The government is set to allow savers to treat their pensions ‘like bank accounts’ and take their tax-free lump sum whenever and in as many withdrawals as they like.
Currently the government has a restriction in place which requires a pension’s tax-free lump sum to be paid within 18 months of the member becoming eligible for their pension income, which has meant the amount has to be paid in one lump sum.
However, according to the Daily Telegraph, Chancellor of the Exchequer George Osborne has announced that from April 2015, individuals will be able to access ‘as much or as little’ of their tax-free lump sum as they want.
But are the ‘new changes’ really new changes, or just ‘tweaks’?
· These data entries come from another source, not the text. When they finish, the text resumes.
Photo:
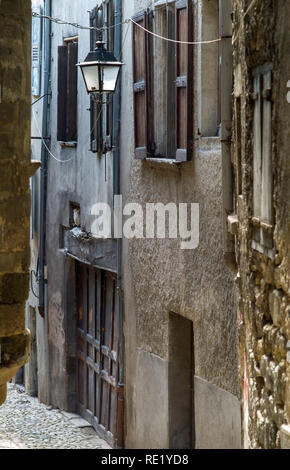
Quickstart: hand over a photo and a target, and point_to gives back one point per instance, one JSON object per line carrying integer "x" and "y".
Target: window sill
{"x": 270, "y": 253}
{"x": 163, "y": 161}
{"x": 68, "y": 144}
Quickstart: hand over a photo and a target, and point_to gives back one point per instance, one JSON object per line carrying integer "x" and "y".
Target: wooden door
{"x": 99, "y": 396}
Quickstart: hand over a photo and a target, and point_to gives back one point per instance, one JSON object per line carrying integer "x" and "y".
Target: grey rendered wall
{"x": 160, "y": 278}
{"x": 84, "y": 179}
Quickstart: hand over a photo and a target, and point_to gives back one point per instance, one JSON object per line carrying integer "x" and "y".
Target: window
{"x": 262, "y": 166}
{"x": 163, "y": 82}
{"x": 101, "y": 109}
{"x": 67, "y": 91}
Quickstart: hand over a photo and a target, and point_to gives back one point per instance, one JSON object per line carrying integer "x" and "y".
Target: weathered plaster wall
{"x": 15, "y": 169}
{"x": 160, "y": 278}
{"x": 84, "y": 179}
{"x": 264, "y": 283}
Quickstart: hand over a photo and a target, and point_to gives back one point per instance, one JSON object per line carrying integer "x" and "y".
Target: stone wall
{"x": 15, "y": 169}
{"x": 260, "y": 37}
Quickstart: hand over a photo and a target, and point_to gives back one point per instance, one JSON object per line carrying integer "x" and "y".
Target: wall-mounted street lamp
{"x": 100, "y": 70}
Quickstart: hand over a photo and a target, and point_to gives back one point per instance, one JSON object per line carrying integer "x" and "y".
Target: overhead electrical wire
{"x": 78, "y": 26}
{"x": 129, "y": 20}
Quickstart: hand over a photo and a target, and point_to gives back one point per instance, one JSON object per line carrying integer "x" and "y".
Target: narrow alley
{"x": 27, "y": 424}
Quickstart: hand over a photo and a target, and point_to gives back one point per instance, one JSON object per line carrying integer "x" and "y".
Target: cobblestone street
{"x": 27, "y": 424}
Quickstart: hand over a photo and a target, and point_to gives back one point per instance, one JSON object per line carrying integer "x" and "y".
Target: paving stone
{"x": 26, "y": 423}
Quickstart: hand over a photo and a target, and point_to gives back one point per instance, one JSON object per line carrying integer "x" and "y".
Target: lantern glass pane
{"x": 110, "y": 75}
{"x": 91, "y": 77}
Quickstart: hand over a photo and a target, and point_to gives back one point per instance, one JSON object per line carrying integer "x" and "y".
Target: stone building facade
{"x": 180, "y": 323}
{"x": 15, "y": 170}
{"x": 139, "y": 315}
{"x": 260, "y": 222}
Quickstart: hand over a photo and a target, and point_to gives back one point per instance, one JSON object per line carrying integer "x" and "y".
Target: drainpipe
{"x": 225, "y": 10}
{"x": 44, "y": 158}
{"x": 117, "y": 191}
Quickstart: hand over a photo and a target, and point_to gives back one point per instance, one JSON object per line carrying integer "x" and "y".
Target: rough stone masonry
{"x": 15, "y": 170}
{"x": 261, "y": 50}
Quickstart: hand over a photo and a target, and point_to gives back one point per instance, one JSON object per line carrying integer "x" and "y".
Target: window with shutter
{"x": 262, "y": 163}
{"x": 163, "y": 82}
{"x": 184, "y": 81}
{"x": 140, "y": 77}
{"x": 67, "y": 91}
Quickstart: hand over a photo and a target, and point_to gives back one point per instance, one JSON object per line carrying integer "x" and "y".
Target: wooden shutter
{"x": 72, "y": 91}
{"x": 184, "y": 81}
{"x": 62, "y": 93}
{"x": 140, "y": 85}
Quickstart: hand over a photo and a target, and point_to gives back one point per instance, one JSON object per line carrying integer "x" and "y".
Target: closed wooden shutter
{"x": 62, "y": 93}
{"x": 140, "y": 85}
{"x": 71, "y": 111}
{"x": 184, "y": 81}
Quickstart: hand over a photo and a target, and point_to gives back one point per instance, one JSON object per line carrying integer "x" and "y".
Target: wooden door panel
{"x": 97, "y": 349}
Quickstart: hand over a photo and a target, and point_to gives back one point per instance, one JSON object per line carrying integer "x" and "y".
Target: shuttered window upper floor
{"x": 163, "y": 81}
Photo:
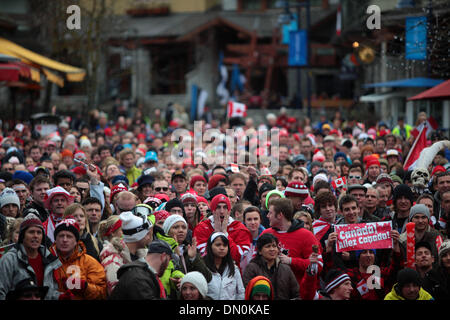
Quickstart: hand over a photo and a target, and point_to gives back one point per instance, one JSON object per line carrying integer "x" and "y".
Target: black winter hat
{"x": 407, "y": 276}
{"x": 334, "y": 278}
{"x": 215, "y": 191}
{"x": 265, "y": 187}
{"x": 403, "y": 190}
{"x": 174, "y": 203}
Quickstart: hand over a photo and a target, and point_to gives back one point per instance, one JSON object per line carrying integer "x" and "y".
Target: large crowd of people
{"x": 115, "y": 209}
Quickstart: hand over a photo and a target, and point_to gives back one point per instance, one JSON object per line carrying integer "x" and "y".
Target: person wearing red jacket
{"x": 220, "y": 221}
{"x": 296, "y": 242}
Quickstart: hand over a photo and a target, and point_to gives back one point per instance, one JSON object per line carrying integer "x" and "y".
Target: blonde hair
{"x": 10, "y": 230}
{"x": 109, "y": 161}
{"x": 125, "y": 194}
{"x": 300, "y": 214}
{"x": 105, "y": 225}
{"x": 194, "y": 172}
{"x": 125, "y": 152}
{"x": 70, "y": 210}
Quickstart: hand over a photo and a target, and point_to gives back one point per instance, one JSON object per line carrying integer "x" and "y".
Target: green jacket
{"x": 408, "y": 129}
{"x": 133, "y": 174}
{"x": 179, "y": 266}
{"x": 394, "y": 294}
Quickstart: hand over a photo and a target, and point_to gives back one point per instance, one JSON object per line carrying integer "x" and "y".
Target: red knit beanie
{"x": 220, "y": 198}
{"x": 214, "y": 180}
{"x": 373, "y": 162}
{"x": 196, "y": 178}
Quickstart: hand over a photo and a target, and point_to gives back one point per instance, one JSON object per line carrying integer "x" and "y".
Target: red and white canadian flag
{"x": 340, "y": 182}
{"x": 236, "y": 109}
{"x": 431, "y": 125}
{"x": 419, "y": 144}
{"x": 338, "y": 21}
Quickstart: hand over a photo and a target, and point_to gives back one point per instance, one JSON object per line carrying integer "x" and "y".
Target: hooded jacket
{"x": 224, "y": 287}
{"x": 179, "y": 265}
{"x": 251, "y": 284}
{"x": 14, "y": 267}
{"x": 90, "y": 270}
{"x": 283, "y": 281}
{"x": 395, "y": 294}
{"x": 238, "y": 235}
{"x": 112, "y": 257}
{"x": 136, "y": 282}
{"x": 298, "y": 242}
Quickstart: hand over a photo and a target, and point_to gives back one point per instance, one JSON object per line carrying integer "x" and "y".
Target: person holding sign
{"x": 420, "y": 215}
{"x": 295, "y": 242}
{"x": 436, "y": 281}
{"x": 326, "y": 206}
{"x": 372, "y": 285}
{"x": 403, "y": 201}
{"x": 408, "y": 287}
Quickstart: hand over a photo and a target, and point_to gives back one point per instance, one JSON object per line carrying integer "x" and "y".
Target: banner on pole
{"x": 298, "y": 48}
{"x": 362, "y": 236}
{"x": 416, "y": 38}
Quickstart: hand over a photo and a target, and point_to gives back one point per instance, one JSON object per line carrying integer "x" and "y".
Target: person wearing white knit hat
{"x": 171, "y": 220}
{"x": 57, "y": 200}
{"x": 137, "y": 233}
{"x": 194, "y": 286}
{"x": 320, "y": 176}
{"x": 9, "y": 203}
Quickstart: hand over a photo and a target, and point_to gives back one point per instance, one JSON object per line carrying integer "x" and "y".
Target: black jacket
{"x": 136, "y": 282}
{"x": 43, "y": 213}
{"x": 437, "y": 284}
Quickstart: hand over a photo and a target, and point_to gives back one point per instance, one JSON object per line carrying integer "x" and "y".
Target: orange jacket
{"x": 90, "y": 270}
{"x": 251, "y": 284}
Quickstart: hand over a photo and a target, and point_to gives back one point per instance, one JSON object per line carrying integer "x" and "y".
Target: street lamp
{"x": 282, "y": 18}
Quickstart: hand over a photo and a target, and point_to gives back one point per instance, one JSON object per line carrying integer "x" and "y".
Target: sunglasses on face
{"x": 31, "y": 294}
{"x": 141, "y": 211}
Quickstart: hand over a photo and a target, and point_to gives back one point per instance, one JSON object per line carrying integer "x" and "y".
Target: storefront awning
{"x": 10, "y": 48}
{"x": 406, "y": 83}
{"x": 377, "y": 97}
{"x": 440, "y": 91}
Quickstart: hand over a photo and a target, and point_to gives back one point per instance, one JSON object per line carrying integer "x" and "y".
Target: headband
{"x": 113, "y": 228}
{"x": 216, "y": 234}
{"x": 336, "y": 282}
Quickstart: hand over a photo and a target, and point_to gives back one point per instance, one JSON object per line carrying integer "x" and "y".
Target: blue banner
{"x": 416, "y": 38}
{"x": 298, "y": 48}
{"x": 194, "y": 101}
{"x": 287, "y": 28}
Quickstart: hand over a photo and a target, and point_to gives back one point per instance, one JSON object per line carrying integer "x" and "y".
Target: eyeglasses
{"x": 142, "y": 210}
{"x": 31, "y": 294}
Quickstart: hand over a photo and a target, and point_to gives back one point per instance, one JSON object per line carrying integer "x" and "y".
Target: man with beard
{"x": 403, "y": 198}
{"x": 370, "y": 205}
{"x": 220, "y": 221}
{"x": 38, "y": 187}
{"x": 140, "y": 280}
{"x": 423, "y": 232}
{"x": 298, "y": 193}
{"x": 296, "y": 242}
{"x": 29, "y": 258}
{"x": 56, "y": 203}
{"x": 441, "y": 185}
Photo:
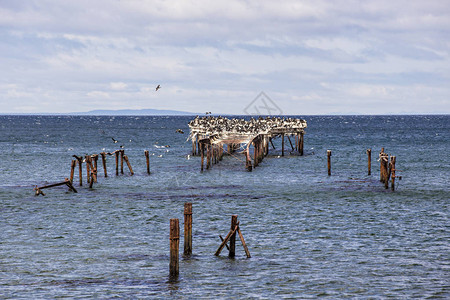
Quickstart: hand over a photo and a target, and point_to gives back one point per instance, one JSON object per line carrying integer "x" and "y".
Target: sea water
{"x": 309, "y": 234}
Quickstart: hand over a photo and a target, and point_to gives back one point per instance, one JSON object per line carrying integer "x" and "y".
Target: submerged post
{"x": 147, "y": 158}
{"x": 188, "y": 228}
{"x": 122, "y": 153}
{"x": 329, "y": 162}
{"x": 174, "y": 247}
{"x": 103, "y": 154}
{"x": 73, "y": 164}
{"x": 128, "y": 164}
{"x": 117, "y": 161}
{"x": 202, "y": 150}
{"x": 393, "y": 173}
{"x": 301, "y": 143}
{"x": 232, "y": 252}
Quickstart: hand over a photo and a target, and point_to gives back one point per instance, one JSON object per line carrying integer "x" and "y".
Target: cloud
{"x": 222, "y": 54}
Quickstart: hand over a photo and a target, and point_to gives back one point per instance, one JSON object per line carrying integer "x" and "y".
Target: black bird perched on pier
{"x": 77, "y": 157}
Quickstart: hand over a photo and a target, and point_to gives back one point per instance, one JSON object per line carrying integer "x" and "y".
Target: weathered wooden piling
{"x": 208, "y": 157}
{"x": 73, "y": 164}
{"x": 393, "y": 173}
{"x": 231, "y": 237}
{"x": 188, "y": 228}
{"x": 65, "y": 182}
{"x": 289, "y": 138}
{"x": 301, "y": 143}
{"x": 174, "y": 248}
{"x": 381, "y": 165}
{"x": 234, "y": 224}
{"x": 88, "y": 168}
{"x": 117, "y": 153}
{"x": 202, "y": 151}
{"x": 128, "y": 164}
{"x": 147, "y": 158}
{"x": 329, "y": 162}
{"x": 122, "y": 153}
{"x": 103, "y": 154}
{"x": 95, "y": 159}
{"x": 80, "y": 170}
{"x": 369, "y": 161}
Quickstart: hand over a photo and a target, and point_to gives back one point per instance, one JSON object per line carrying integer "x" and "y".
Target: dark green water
{"x": 310, "y": 235}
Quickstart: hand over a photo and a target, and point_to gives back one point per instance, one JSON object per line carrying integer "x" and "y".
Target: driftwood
{"x": 65, "y": 182}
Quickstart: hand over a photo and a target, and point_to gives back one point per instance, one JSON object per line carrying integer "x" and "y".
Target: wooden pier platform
{"x": 210, "y": 134}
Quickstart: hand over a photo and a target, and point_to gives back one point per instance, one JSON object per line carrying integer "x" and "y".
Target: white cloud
{"x": 101, "y": 53}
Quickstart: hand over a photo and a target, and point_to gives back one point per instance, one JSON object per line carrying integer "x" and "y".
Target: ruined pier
{"x": 211, "y": 134}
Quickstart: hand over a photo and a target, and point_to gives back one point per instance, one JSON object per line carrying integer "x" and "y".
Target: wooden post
{"x": 381, "y": 165}
{"x": 393, "y": 173}
{"x": 202, "y": 152}
{"x": 255, "y": 153}
{"x": 73, "y": 164}
{"x": 122, "y": 153}
{"x": 248, "y": 160}
{"x": 208, "y": 156}
{"x": 174, "y": 248}
{"x": 147, "y": 158}
{"x": 95, "y": 159}
{"x": 241, "y": 237}
{"x": 301, "y": 143}
{"x": 117, "y": 153}
{"x": 329, "y": 162}
{"x": 188, "y": 228}
{"x": 103, "y": 154}
{"x": 369, "y": 160}
{"x": 289, "y": 138}
{"x": 194, "y": 142}
{"x": 80, "y": 170}
{"x": 88, "y": 168}
{"x": 128, "y": 164}
{"x": 232, "y": 252}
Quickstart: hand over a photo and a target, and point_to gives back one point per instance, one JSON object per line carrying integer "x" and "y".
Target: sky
{"x": 228, "y": 57}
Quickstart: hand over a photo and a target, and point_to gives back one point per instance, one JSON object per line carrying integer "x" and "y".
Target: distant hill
{"x": 135, "y": 112}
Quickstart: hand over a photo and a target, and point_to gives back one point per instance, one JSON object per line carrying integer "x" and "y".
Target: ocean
{"x": 310, "y": 235}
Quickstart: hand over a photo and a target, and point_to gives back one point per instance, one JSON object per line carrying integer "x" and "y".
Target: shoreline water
{"x": 309, "y": 234}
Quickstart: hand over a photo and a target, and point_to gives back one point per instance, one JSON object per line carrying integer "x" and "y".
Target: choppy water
{"x": 310, "y": 235}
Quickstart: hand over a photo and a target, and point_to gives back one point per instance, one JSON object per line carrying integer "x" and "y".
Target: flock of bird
{"x": 217, "y": 125}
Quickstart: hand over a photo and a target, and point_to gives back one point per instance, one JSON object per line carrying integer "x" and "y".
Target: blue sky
{"x": 308, "y": 57}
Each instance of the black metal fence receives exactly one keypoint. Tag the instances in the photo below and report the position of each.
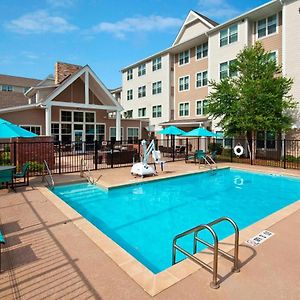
(67, 158)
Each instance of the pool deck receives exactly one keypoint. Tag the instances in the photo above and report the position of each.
(48, 256)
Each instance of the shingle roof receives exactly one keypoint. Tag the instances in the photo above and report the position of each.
(212, 22)
(10, 99)
(18, 81)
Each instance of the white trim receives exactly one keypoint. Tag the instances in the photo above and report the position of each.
(185, 116)
(80, 105)
(179, 83)
(267, 35)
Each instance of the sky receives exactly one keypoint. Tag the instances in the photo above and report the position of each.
(107, 35)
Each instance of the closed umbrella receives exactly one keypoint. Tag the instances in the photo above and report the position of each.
(9, 130)
(172, 130)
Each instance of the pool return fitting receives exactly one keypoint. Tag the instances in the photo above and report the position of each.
(215, 247)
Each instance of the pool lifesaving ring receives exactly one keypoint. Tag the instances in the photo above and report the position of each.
(238, 150)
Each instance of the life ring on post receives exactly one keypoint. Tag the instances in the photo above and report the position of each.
(238, 150)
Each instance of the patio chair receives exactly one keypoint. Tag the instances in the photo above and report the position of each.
(23, 174)
(2, 242)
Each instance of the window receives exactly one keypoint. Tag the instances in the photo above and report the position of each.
(202, 51)
(142, 112)
(156, 111)
(156, 87)
(142, 70)
(32, 128)
(156, 63)
(184, 57)
(133, 135)
(142, 91)
(184, 109)
(55, 131)
(267, 26)
(129, 74)
(100, 132)
(66, 116)
(89, 117)
(112, 133)
(266, 140)
(201, 107)
(78, 116)
(129, 94)
(201, 79)
(273, 56)
(7, 88)
(225, 69)
(184, 83)
(229, 35)
(128, 114)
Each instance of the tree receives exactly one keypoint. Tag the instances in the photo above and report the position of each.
(256, 99)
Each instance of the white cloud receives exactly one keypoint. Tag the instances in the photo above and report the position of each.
(138, 24)
(39, 22)
(217, 9)
(60, 3)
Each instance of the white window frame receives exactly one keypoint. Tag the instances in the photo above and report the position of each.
(142, 70)
(189, 112)
(189, 56)
(32, 125)
(202, 85)
(156, 106)
(196, 48)
(266, 19)
(142, 108)
(182, 77)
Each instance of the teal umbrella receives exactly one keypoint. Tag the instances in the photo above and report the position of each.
(172, 130)
(9, 130)
(200, 132)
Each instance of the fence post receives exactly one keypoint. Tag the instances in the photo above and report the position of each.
(59, 157)
(173, 147)
(96, 154)
(231, 145)
(112, 154)
(284, 153)
(251, 153)
(15, 153)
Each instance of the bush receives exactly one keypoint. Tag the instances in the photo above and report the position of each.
(215, 147)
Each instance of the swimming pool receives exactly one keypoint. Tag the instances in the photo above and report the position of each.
(144, 218)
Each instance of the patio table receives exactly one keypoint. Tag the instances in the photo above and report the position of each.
(6, 175)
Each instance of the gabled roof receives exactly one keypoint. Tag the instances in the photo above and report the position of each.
(18, 81)
(192, 17)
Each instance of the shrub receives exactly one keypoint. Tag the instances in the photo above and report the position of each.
(215, 147)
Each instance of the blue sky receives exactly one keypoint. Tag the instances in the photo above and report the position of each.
(107, 35)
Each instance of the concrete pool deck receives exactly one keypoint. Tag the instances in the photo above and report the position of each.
(48, 257)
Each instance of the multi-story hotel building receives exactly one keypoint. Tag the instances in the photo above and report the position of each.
(202, 51)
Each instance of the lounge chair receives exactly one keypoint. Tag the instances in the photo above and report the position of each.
(24, 173)
(2, 242)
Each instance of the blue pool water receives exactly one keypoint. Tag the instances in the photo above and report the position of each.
(144, 218)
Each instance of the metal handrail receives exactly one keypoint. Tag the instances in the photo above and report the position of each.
(50, 183)
(215, 247)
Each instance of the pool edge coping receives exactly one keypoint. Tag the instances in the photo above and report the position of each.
(152, 283)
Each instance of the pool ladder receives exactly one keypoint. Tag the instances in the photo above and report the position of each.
(49, 173)
(215, 247)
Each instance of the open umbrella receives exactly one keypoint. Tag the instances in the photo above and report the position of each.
(172, 130)
(9, 130)
(199, 132)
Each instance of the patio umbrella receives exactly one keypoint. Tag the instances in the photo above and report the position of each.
(200, 132)
(172, 130)
(9, 130)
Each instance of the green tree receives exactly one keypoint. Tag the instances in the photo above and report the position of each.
(256, 99)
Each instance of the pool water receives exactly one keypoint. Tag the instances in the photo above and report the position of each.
(144, 218)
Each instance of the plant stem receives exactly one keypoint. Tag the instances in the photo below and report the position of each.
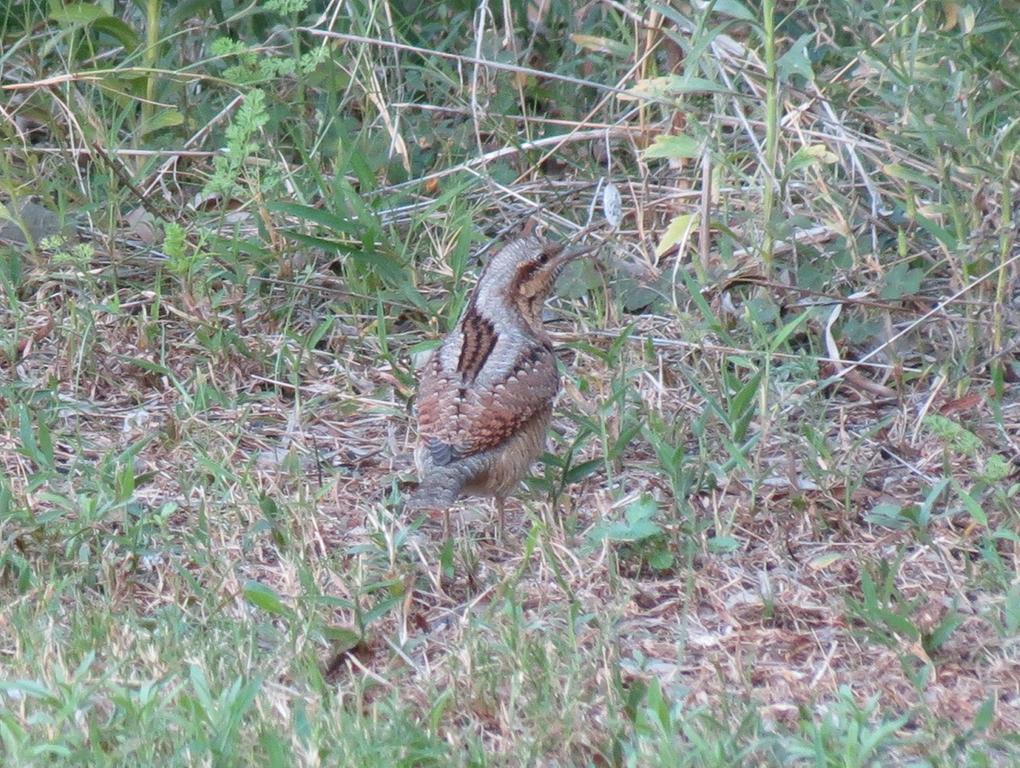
(771, 130)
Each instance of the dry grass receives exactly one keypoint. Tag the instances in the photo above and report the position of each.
(221, 494)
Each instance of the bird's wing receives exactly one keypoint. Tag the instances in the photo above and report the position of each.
(457, 418)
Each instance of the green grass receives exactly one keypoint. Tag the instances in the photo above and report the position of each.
(777, 522)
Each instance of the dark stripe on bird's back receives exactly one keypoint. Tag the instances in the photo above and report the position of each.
(478, 336)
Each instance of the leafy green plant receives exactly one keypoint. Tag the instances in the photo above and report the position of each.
(638, 538)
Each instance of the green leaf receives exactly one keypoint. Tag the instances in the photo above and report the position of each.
(984, 715)
(264, 598)
(679, 228)
(672, 147)
(317, 215)
(902, 279)
(896, 170)
(973, 508)
(162, 119)
(77, 13)
(796, 60)
(732, 8)
(661, 560)
(813, 154)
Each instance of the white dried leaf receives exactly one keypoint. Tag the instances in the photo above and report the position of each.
(612, 205)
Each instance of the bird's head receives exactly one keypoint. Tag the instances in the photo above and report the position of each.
(522, 274)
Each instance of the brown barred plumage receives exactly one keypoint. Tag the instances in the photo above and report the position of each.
(486, 395)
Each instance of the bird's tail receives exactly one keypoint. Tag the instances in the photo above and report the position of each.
(440, 487)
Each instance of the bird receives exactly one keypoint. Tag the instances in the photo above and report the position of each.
(486, 395)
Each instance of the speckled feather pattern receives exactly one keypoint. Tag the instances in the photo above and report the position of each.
(486, 395)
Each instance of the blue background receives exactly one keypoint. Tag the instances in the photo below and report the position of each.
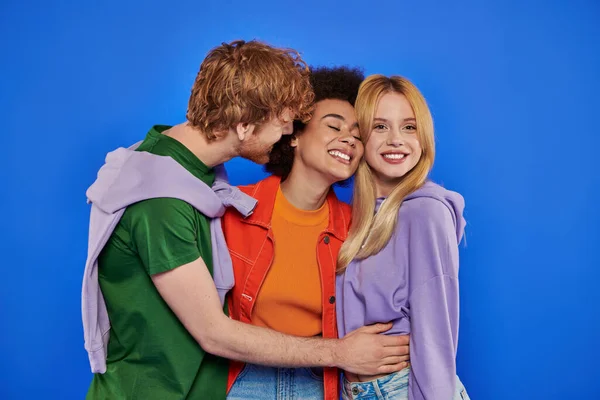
(513, 87)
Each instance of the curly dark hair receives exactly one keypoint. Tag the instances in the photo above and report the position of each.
(338, 83)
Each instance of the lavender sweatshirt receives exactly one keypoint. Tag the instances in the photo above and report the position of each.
(413, 282)
(130, 176)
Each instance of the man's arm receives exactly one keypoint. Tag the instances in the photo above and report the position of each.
(190, 292)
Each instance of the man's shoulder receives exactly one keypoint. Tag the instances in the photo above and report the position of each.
(162, 208)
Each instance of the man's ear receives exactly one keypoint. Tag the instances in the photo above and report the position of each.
(244, 130)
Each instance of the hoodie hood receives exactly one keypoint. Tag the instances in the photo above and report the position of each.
(453, 200)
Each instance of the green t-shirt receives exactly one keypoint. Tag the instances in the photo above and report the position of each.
(150, 353)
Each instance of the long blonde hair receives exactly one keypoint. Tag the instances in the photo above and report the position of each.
(370, 232)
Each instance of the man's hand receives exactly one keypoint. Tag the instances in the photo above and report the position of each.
(366, 352)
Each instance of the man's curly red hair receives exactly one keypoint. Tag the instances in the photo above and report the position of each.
(248, 82)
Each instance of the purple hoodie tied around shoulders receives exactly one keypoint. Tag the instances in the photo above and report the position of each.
(130, 176)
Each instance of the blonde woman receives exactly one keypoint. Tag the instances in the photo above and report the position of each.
(400, 261)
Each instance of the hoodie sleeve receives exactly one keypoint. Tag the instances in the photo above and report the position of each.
(433, 302)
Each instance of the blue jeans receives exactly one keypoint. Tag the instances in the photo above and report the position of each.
(390, 387)
(266, 383)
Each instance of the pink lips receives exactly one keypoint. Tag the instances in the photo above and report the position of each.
(398, 158)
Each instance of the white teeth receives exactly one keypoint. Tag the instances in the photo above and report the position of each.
(395, 156)
(339, 154)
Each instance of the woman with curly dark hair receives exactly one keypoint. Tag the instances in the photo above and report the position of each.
(284, 254)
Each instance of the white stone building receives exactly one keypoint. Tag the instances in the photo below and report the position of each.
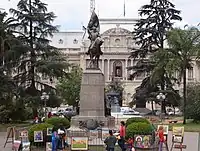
(117, 46)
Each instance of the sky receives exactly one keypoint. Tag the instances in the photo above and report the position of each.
(72, 14)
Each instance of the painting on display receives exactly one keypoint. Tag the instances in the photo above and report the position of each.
(104, 134)
(23, 134)
(165, 129)
(142, 141)
(178, 131)
(26, 146)
(177, 139)
(79, 143)
(94, 134)
(38, 136)
(48, 146)
(49, 131)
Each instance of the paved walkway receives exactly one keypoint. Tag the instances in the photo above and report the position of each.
(190, 139)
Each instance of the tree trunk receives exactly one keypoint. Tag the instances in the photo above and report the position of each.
(152, 108)
(184, 96)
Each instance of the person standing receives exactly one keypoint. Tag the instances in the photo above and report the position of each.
(160, 134)
(122, 132)
(110, 141)
(54, 139)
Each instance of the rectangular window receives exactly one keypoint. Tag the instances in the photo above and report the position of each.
(190, 74)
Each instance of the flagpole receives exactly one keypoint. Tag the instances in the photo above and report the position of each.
(124, 8)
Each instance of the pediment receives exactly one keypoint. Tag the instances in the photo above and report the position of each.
(116, 31)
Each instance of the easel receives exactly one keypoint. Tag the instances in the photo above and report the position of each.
(178, 133)
(165, 135)
(10, 134)
(173, 143)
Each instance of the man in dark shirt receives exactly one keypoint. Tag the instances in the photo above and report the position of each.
(110, 141)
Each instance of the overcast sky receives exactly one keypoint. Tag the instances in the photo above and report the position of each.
(72, 14)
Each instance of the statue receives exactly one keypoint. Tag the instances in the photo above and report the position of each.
(94, 50)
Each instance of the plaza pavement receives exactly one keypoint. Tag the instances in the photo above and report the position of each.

The ability to take to tax free cash in bite-size chunks has been around for quite some time and is known as ‘drawdown’ and can be achieved through effective retirement planning. The only slight change is from April 2015, with the removal of the 18 month time limit on how to take benefits. At present this limit comes into force after some pension income has been accessed.
The changes may mean people could take a portion of their 25% tax free cash and leave the remainder of their fund invested. This remaining fund could lead to a potentially higher amount of tax free cash being received if the fund achieves investment growth.
On the other hand, if the fund falls there could potentially be less tax free cash than what could have been first obtained at the outset.
The government has yet to provide proper consultation on the finer details of this new change.
However, Mr Osborne is quoted in the Telegraph: “People who have worked hard and saved all their lives should be free to choose what they do with their money, and that freedom is central to our long-term economic plan. From next year they’ll be able to access as much or as little ahead of their defined contribution pension as they want and pass on their hard-earned pensions to their families tax free.
‘For some people an annuity will be the right choice whereas others might want to take their whole tax-free lump sum and convert the rest to drawdown. We’ve extended the choices even further by offering people the option of taking a number of smaller lump sums, instead of one single big lump sum.”